压力跃变时热响应聚合物溶液中的聚集动力学

• 批准号: 403786900
• 负责人: Professorin Dr. Christine M. Papadakis
• 金额: --
• 依托单位: Department of Physics
• 依托单位国家: 德国
• 项目类别: Research Grants
• 财政年份: 2018
• 资助国家: 德国
• 起止时间: 2017-12-31 至 2022-12-31
• 项目状态: 已结题
• 来源: https://gepris.dfg.de/gepris/projekt/403786900?language=en
• 关键词: Kinetics; aggregation; thermoresponsive; polymer; solutions

The research project planned addresses the relation between the hydration of thermoresponsive polymers in aqueous solution and the kinetics of their aggregation upon a pressure jump from the one-phase to the two-phase state. In dependence on temperature and pressure, non-ionic thermoresponsive polymers exhibit an elliptical coexistence line. It is well known that, at high pressure, the hydrophobic hydration of polymers at the phase transition decreases less than at atmospheric pressure. Moreover, the hydrogen bonds of the polar groups play an important role for the phase transition. Pressure jumps across the phase transition are an alternative to temperature jumps and offer the possibility to characterize the kinetics of aggregation and to relate it to the hydration state. In contrast to temperature jumps, also the early stages are accessible. Moreover, the dissolution of aggregates can be investigated in the reverse pressure jumps. At this, time-resolved measurements of the light transmission as well as time-resolved small-angle neutron and X-ray scattering are used. In addition, the interactions between polymer and water shall be investigated using Raman spectroscopy in dependence on temperature and pressure. Three systems are in the focus: (A) PNIPAM, (B) PNIPMAM, and (C) PS-b-PNIPAM diblock copolymers, all in aqueous solution. System A is a reference system, which we have investigated in numerous static investigations. System B features two-step behavior at the temperature-induced phase transition at atmospheric pressure, which is due to the enhanced hydrophobic interactions compared to PNIPAM. System C forms micelles with a thermoresponsive shell, and the results from system A can be applied to this self-assembled system. From the characterization of the aggregate growth, the growth mechanisms, the energy barriers and the collision times of the aggregates shall be determined and shall be related to the hydration. This way, a relation between the molecular interactions and the kinetics at mesoscopic length scales will be derived, which are applied to a more complex system.

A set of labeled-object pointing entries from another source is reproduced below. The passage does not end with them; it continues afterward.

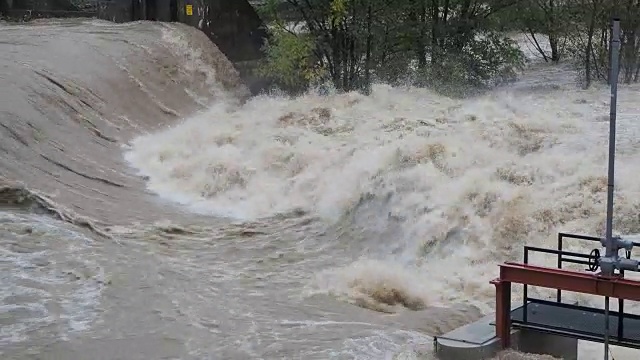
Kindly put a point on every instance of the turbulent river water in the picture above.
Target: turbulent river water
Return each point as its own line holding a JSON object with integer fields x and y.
{"x": 152, "y": 210}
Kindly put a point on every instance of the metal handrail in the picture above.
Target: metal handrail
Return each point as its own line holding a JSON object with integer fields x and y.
{"x": 571, "y": 257}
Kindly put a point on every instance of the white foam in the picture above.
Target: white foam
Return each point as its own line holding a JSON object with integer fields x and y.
{"x": 440, "y": 190}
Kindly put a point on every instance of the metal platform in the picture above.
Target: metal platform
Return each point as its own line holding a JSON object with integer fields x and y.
{"x": 579, "y": 322}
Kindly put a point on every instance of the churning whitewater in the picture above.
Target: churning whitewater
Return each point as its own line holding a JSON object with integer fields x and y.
{"x": 152, "y": 210}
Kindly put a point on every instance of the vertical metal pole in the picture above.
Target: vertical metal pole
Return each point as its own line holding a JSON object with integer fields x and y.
{"x": 611, "y": 250}
{"x": 615, "y": 51}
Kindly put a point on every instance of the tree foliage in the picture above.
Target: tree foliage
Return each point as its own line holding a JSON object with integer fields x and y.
{"x": 451, "y": 45}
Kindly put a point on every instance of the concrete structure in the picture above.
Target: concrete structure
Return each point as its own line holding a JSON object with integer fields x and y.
{"x": 478, "y": 341}
{"x": 233, "y": 25}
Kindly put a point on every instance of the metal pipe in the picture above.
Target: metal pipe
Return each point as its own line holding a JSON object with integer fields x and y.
{"x": 611, "y": 249}
{"x": 606, "y": 328}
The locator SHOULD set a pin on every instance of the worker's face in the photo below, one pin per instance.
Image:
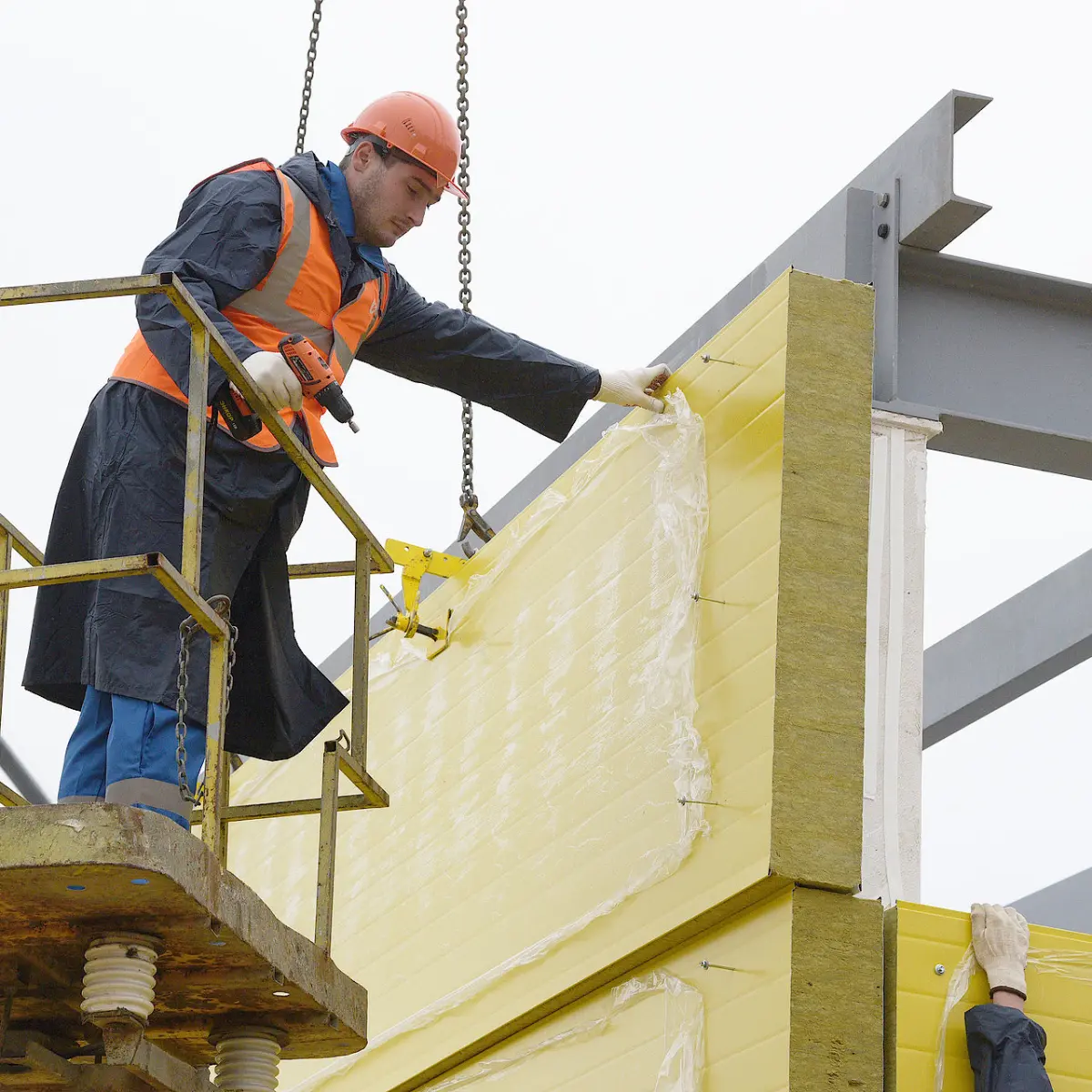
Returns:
(390, 197)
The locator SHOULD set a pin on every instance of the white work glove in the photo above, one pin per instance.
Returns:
(633, 388)
(1000, 938)
(276, 380)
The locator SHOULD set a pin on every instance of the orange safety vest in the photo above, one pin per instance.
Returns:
(299, 295)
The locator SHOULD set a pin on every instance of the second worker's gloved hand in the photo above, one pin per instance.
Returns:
(1000, 938)
(633, 388)
(276, 380)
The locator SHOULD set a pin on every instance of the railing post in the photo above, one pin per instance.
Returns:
(361, 590)
(194, 503)
(328, 850)
(5, 563)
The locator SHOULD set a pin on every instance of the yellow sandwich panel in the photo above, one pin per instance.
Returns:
(921, 939)
(790, 1000)
(602, 764)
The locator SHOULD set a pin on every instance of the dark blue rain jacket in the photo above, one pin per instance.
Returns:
(123, 491)
(1007, 1049)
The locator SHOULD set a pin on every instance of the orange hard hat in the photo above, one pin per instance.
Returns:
(418, 126)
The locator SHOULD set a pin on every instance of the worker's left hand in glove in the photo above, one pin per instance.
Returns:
(1000, 938)
(273, 377)
(633, 388)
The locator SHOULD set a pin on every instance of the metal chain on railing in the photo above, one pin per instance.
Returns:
(186, 631)
(472, 519)
(305, 106)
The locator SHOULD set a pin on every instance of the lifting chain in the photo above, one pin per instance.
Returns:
(186, 632)
(305, 106)
(472, 519)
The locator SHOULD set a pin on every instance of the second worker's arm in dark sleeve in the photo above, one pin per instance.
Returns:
(225, 243)
(1007, 1049)
(438, 345)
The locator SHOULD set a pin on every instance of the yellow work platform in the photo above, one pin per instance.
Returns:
(72, 873)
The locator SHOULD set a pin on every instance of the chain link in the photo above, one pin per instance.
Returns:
(305, 106)
(463, 180)
(472, 519)
(186, 632)
(189, 626)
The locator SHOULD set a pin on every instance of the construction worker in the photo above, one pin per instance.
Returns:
(267, 251)
(1007, 1048)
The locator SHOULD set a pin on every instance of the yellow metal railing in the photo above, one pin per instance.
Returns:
(347, 754)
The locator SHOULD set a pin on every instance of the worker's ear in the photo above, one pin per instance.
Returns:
(363, 156)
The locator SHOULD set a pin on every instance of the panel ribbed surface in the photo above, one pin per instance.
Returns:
(1059, 997)
(535, 846)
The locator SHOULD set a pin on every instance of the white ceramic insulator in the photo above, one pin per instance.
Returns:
(119, 973)
(247, 1060)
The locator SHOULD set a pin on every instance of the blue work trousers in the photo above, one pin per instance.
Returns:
(123, 752)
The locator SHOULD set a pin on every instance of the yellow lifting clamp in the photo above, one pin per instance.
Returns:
(416, 561)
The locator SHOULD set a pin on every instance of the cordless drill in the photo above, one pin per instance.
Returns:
(315, 376)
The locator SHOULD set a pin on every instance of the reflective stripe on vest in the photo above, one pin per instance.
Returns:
(299, 295)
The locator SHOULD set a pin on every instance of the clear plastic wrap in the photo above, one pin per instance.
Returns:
(631, 600)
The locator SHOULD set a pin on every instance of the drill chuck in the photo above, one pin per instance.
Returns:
(333, 399)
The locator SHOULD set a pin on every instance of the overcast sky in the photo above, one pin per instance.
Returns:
(631, 163)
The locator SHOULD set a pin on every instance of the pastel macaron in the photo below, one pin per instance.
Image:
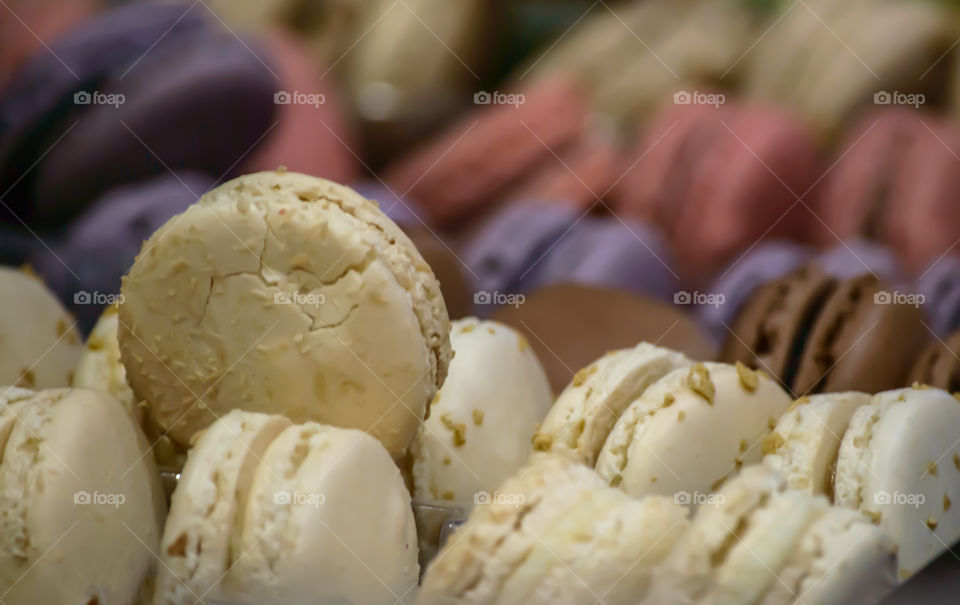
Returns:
(80, 494)
(586, 411)
(691, 429)
(898, 463)
(39, 341)
(478, 430)
(268, 511)
(284, 293)
(554, 533)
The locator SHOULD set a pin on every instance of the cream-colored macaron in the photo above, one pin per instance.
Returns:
(208, 503)
(803, 446)
(39, 343)
(691, 429)
(100, 367)
(481, 421)
(271, 512)
(327, 520)
(554, 533)
(757, 541)
(283, 293)
(81, 507)
(899, 462)
(583, 416)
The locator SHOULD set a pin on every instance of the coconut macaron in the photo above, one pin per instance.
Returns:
(283, 293)
(899, 462)
(691, 429)
(81, 507)
(271, 512)
(480, 423)
(583, 416)
(39, 343)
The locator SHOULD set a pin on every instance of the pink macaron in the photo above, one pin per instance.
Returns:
(489, 150)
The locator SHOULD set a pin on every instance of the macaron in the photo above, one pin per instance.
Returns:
(896, 184)
(898, 463)
(691, 429)
(39, 342)
(571, 325)
(940, 286)
(477, 433)
(507, 247)
(817, 334)
(613, 253)
(310, 131)
(99, 366)
(740, 279)
(718, 180)
(587, 410)
(554, 533)
(939, 365)
(80, 495)
(284, 293)
(271, 512)
(758, 542)
(803, 446)
(488, 150)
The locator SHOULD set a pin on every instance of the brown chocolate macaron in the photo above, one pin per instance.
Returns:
(939, 364)
(819, 335)
(571, 325)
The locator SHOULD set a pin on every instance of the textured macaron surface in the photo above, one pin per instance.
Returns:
(283, 293)
(691, 429)
(481, 421)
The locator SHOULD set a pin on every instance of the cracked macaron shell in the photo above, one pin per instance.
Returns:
(478, 430)
(899, 463)
(64, 444)
(206, 509)
(691, 429)
(283, 293)
(587, 410)
(39, 344)
(100, 367)
(327, 519)
(803, 446)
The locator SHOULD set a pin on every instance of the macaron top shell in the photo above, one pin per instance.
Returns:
(803, 446)
(585, 412)
(100, 366)
(79, 494)
(480, 423)
(285, 293)
(691, 429)
(39, 344)
(899, 463)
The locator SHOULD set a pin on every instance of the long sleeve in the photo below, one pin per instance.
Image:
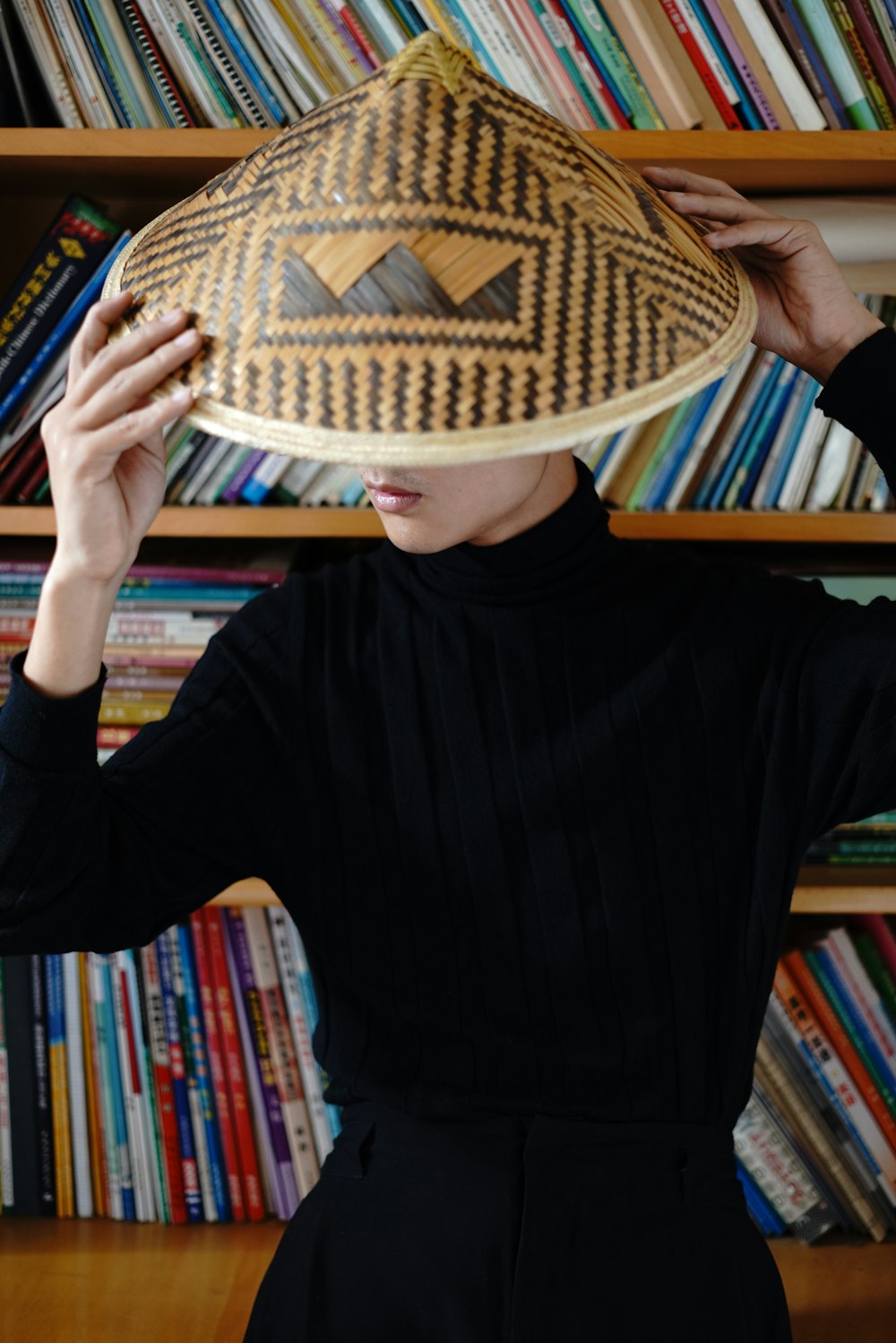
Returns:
(104, 857)
(831, 662)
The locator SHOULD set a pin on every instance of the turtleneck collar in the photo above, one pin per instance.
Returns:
(556, 557)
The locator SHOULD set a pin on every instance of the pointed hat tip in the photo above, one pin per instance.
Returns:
(432, 56)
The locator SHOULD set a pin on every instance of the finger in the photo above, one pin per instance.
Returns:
(681, 179)
(116, 436)
(724, 209)
(116, 384)
(771, 231)
(93, 332)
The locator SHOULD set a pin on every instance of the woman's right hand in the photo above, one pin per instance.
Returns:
(104, 439)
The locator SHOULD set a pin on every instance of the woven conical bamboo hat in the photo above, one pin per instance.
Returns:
(427, 269)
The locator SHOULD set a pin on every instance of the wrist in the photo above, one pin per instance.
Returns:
(825, 358)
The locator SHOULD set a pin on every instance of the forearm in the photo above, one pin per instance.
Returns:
(65, 653)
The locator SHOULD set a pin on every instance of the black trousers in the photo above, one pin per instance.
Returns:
(525, 1229)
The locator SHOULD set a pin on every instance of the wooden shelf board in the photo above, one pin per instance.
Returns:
(48, 160)
(740, 525)
(820, 891)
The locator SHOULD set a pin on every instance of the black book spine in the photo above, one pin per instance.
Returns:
(43, 1108)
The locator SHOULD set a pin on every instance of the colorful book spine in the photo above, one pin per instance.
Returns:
(285, 1190)
(190, 1165)
(234, 1066)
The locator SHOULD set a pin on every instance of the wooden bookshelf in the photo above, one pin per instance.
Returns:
(293, 522)
(820, 891)
(105, 1281)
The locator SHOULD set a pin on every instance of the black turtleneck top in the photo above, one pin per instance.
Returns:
(538, 807)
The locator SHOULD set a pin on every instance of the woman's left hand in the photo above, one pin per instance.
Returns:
(807, 314)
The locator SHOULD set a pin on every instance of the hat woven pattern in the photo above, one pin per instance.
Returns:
(425, 263)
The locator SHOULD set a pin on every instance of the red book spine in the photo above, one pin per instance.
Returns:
(702, 66)
(829, 1022)
(163, 1082)
(217, 1066)
(233, 1058)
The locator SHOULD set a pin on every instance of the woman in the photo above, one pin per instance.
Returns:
(536, 798)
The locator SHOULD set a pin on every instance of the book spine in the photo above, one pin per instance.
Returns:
(234, 1068)
(174, 1203)
(217, 1066)
(93, 1087)
(285, 1063)
(188, 1162)
(191, 1071)
(836, 56)
(263, 1061)
(700, 64)
(742, 66)
(58, 1061)
(7, 1190)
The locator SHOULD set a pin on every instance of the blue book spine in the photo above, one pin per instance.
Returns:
(203, 1077)
(847, 1009)
(745, 434)
(673, 460)
(745, 108)
(817, 64)
(788, 392)
(117, 1095)
(807, 392)
(65, 327)
(758, 1205)
(249, 70)
(193, 1192)
(613, 88)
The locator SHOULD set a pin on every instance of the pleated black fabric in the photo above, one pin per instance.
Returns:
(538, 810)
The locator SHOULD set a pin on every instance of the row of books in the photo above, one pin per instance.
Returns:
(754, 439)
(594, 64)
(161, 622)
(750, 441)
(175, 1082)
(815, 1143)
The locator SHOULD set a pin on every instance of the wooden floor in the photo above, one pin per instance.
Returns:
(110, 1283)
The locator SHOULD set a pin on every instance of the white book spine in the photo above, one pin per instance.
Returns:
(863, 990)
(702, 439)
(48, 65)
(780, 442)
(136, 1138)
(148, 1109)
(831, 469)
(115, 1155)
(289, 1088)
(783, 73)
(196, 1116)
(96, 105)
(77, 1084)
(280, 920)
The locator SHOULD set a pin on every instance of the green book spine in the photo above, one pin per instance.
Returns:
(610, 51)
(880, 976)
(664, 443)
(855, 1038)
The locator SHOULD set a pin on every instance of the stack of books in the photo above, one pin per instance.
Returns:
(39, 319)
(606, 65)
(817, 1141)
(754, 439)
(161, 622)
(174, 1082)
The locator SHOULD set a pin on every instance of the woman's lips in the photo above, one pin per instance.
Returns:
(392, 500)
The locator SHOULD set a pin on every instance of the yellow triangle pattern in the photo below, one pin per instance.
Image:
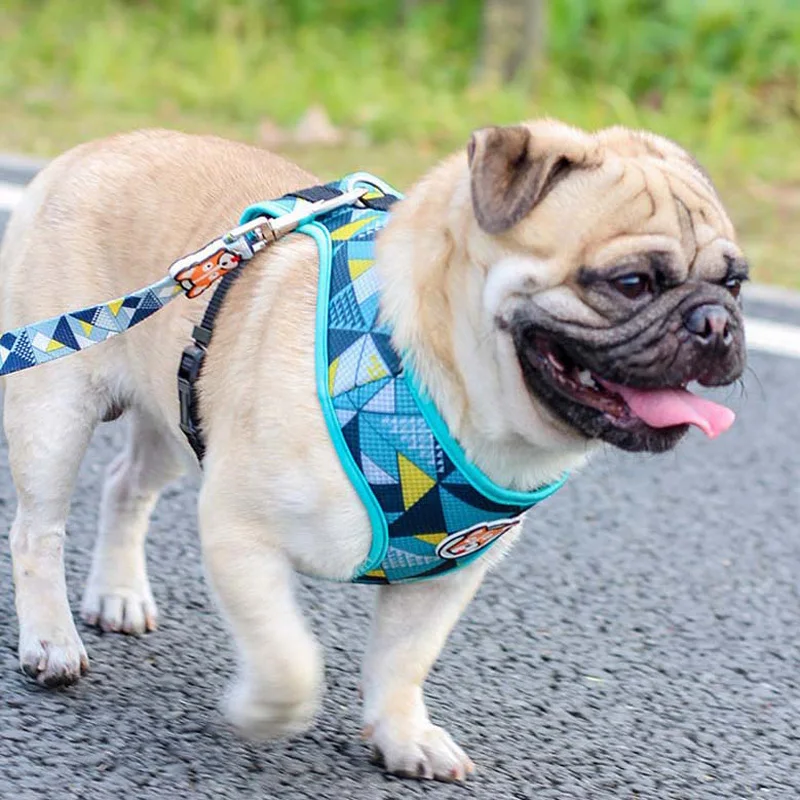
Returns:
(332, 374)
(358, 266)
(432, 538)
(376, 573)
(349, 230)
(414, 482)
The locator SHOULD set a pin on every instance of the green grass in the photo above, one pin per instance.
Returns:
(719, 76)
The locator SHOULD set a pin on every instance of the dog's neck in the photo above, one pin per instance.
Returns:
(432, 297)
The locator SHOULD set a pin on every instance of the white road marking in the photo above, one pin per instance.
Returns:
(10, 195)
(777, 338)
(762, 334)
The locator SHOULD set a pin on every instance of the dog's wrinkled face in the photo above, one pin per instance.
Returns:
(612, 267)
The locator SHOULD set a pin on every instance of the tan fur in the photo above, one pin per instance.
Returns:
(110, 216)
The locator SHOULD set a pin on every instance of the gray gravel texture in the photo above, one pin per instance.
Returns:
(642, 642)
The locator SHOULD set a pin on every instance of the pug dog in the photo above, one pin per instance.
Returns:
(557, 289)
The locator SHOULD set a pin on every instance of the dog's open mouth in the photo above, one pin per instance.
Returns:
(548, 366)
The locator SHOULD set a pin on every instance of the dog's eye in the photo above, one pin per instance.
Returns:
(734, 286)
(633, 286)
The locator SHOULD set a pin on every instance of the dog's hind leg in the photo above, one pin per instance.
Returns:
(278, 688)
(117, 595)
(49, 416)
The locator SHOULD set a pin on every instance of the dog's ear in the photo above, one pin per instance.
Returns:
(510, 173)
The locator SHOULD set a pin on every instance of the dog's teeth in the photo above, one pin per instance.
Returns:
(585, 377)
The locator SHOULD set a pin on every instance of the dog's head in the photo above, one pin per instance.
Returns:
(612, 271)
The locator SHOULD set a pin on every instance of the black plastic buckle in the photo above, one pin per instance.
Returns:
(188, 373)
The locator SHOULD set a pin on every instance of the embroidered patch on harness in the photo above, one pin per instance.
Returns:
(474, 539)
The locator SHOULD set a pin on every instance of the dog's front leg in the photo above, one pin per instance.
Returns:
(411, 624)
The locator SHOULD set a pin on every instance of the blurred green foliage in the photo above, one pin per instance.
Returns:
(722, 77)
(409, 75)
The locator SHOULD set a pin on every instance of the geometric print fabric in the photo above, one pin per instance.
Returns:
(69, 333)
(422, 494)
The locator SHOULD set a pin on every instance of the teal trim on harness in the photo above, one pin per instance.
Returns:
(431, 509)
(319, 233)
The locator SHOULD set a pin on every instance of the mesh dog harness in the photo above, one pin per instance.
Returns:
(431, 510)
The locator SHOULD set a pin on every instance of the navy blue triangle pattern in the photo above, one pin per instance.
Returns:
(65, 334)
(437, 521)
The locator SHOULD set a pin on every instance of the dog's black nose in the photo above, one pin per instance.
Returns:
(711, 324)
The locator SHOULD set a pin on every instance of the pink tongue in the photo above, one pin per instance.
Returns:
(661, 408)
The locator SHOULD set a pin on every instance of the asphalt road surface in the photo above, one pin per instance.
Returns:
(642, 642)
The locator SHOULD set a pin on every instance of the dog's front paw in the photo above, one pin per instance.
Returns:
(58, 660)
(120, 610)
(418, 750)
(269, 717)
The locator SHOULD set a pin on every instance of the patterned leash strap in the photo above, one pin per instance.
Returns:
(65, 334)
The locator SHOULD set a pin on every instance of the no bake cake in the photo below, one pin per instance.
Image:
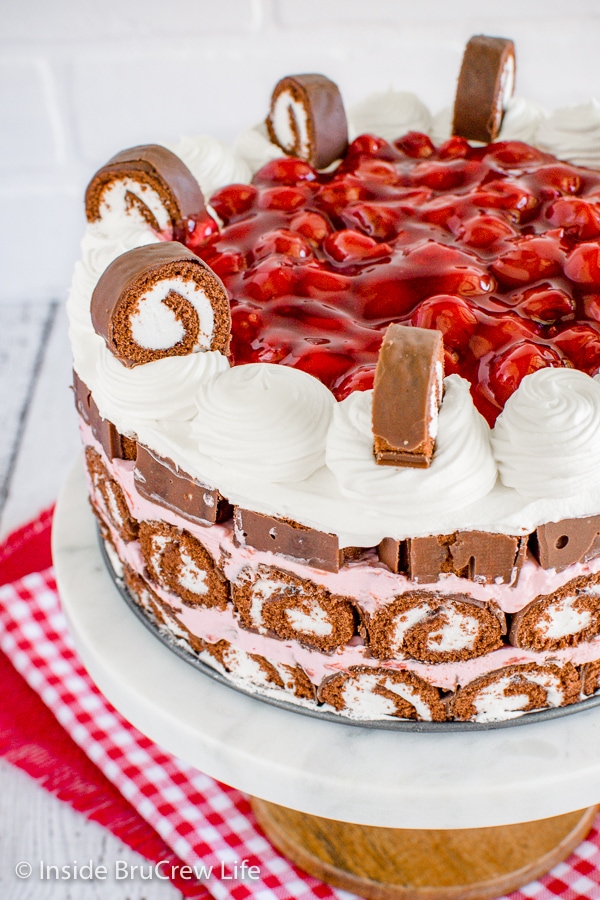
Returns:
(338, 393)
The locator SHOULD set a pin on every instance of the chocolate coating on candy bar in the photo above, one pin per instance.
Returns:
(114, 444)
(312, 547)
(407, 396)
(154, 169)
(557, 545)
(127, 301)
(307, 119)
(485, 85)
(160, 481)
(475, 555)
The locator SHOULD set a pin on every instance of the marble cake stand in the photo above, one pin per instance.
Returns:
(313, 777)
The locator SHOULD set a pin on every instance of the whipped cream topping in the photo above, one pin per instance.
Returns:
(143, 399)
(255, 148)
(572, 133)
(212, 162)
(547, 439)
(462, 470)
(389, 114)
(269, 421)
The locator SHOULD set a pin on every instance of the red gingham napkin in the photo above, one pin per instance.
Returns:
(200, 820)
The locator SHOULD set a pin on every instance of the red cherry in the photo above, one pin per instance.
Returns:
(286, 170)
(228, 263)
(451, 315)
(454, 148)
(378, 171)
(554, 180)
(591, 306)
(374, 219)
(314, 281)
(325, 365)
(581, 344)
(514, 154)
(371, 145)
(233, 200)
(350, 246)
(246, 325)
(272, 277)
(199, 231)
(500, 194)
(494, 333)
(435, 268)
(483, 231)
(415, 145)
(545, 304)
(313, 226)
(583, 263)
(578, 217)
(284, 242)
(286, 199)
(339, 193)
(529, 259)
(360, 379)
(509, 368)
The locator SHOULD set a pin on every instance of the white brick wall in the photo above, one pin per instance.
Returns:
(81, 79)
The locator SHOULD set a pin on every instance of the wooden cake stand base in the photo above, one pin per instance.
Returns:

计划中的研究项目解决了水溶液中热敏聚合物的水化与它们在从单相到两相状态的压力跳跃时聚集动力学之间的关系。在依赖于温度和压力，非离子热响应聚合物表现出椭圆共存线。众所周知，在高压下，聚合物在相变时的疏水水化作用比在常压下减少得少。此外，极性基团的氢键对相变起着重要的作用。跨越相变的压力跳变是温度跳变的另一种选择，并提供了表征聚集动力学并将其与水化状态联系起来的可能性。与温度跳跃相反，早期阶段也是可以接近的。此外，还可以在反向压力跳变中研究团聚体的溶解。在这种情况下，光传输的时间分辨测量以及时间分辨小角中子和x射线散射被使用。此外，利用拉曼光谱研究聚合物与水之间的相互作用随温度和压力的变化。重点研究了三种体系：(A) PNIPAM, (B) PNIPAM和(C) PS-b-PNIPAM双嵌段共聚物，均为水溶液。系统A是一个参考系统，我们已经在许多静态研究中对其进行了研究。系统B在大气压下的温度诱导相变具有两步行为，这是由于与PNIPAM相比，系统B的疏水相互作用增强。系统C与热响应壳形成胶束，系统a的结果可应用于该自组装系统。从骨料生长的表征出发，确定骨料的生长机制、能量垒和碰撞次数，并与水化作用有关。通过这种方法，可以推导出分子相互作用与介观长度尺度动力学之间的关系，并将其应用于更复杂的体系。